Folha de S. Paulo


Vamos enterrar os #malditosfios?

Aconteceu tudo de novo: choveu forte, caíram árvores que levaram postes para o chão, áreas da cidade ficaram ilhadas sob apagão, uma pessoa morreu. Imediatamente todos os olhos se voltam para a nossa pobre flora e começa a temporada de poda irracional. As árvores, tão necessárias para a qualidade de vida na cidade, caem sobre fios que já não tinham mais nada que estar fazendo ali no ar, há muito já deviam ter sido enterrados.

Entre sua eleição e a posse, em 1º.jan.2013, o prefeito Fernando Haddad manifestou-se favorável a uma política sistemática de enterramento da fiação aérea da cidade de São Paulo. Era um bom sinal, para uma cidade que tem cerca de 17 mil km de ruas com fiação aérea para distribuição de energia elétrica e uma demanda cada vez maior de fios de telefonia, TV a cabo e internet.

Mas logo que tomou posse, provavelmente diante dos altos custos e do tempo necessário para enterrar todos os fios da capital (estimam 60 anos), o prefeito silenciou sobre o assunto e voltamos ao ritmo lento das administrações anteriores: enterramento de fios quando a prefeitura realiza obras de revitalização de ruas ou avenidas, como foi o caso da Faria Lima, ou em apoio a iniciativas privadas, como foi o caso da rua Avanhandava (centro) ou da Oscar Freire (Jardins).

Além dos ventos, cada vez mais fortes, só a Eletropaulo se movimentou nestes três anos: produziu um plano de ação detalhado que propõe o enterramento de toda a área do centro expandido (aquela região onde vigora o rodízio dos automóveis) em dez anos.

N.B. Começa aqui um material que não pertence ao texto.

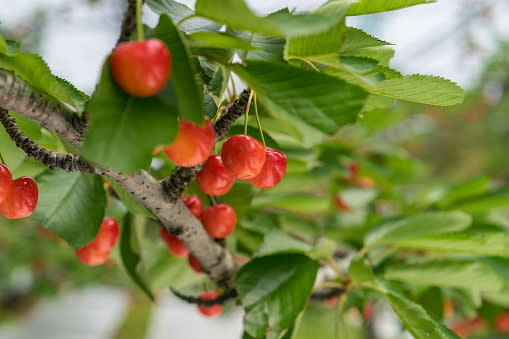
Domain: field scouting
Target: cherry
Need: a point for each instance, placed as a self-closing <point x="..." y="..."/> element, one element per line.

Para isso, enterraríamos 250 km de fios a cada ano, o que é o ritmo que Tóquio vem cumprindo desde que iniciou o seu programa. A empresa propõe que a prefeitura crie uma autoridade municipal para coordenar as ações públicas e privadas, de forma que todas as obras em ruas (para metrô, jardins, esgotos, corredores de ônibus ou viadutos) incluam o enterramento da fiação aérea da região.

O custo desse enterramento, feito isoladamente, seria de R$ 10 bilhões. Mas com coordenação do poder público, desconto de impostos federais, estaduais e municipais e contribuição das empresas envolvidas, a empresa elétrica estima que seria possível reduzir o valor a 20% (dois bilhões), que ela propõe dividir entre prefeitura, as outras empresas que usam postes e os consumidores. Será possível? O único jeito de saber é o poder público avaliar os números e a estratégia.

O prefeito Haddad considera, com razão, que a lei de privatização da Eletropaulo, no governo Mario Covas, deveria ter incluído o enterramento entre as obrigações do comprador. Mas não podemos ficar chorando sobre os fios derrubados, é preciso criar condições para avançar.

Fiações aéreas sofrem 13 vezes mais interrupções do que as enterradas; têm custos maiores de manutenção e provocam maiores prejuízos para os clientes em geral (um custo que acaba não sendo computado, porque empresas e cidadãos acabam por não cobrar). As empresas de telefonia e internet pagam aluguéis pelo uso dos postes. Tudo isso calculado poderia ser usado para criar uma forma de financiamento de longo prazo do enterramento.

Vai começar uma campanha eleitoral. É uma oportunidade para a sociedade cobrar dos candidatos uma posição: se querem ter árvores saudáveis na cidade, precisam planejar o enterramento dos fios.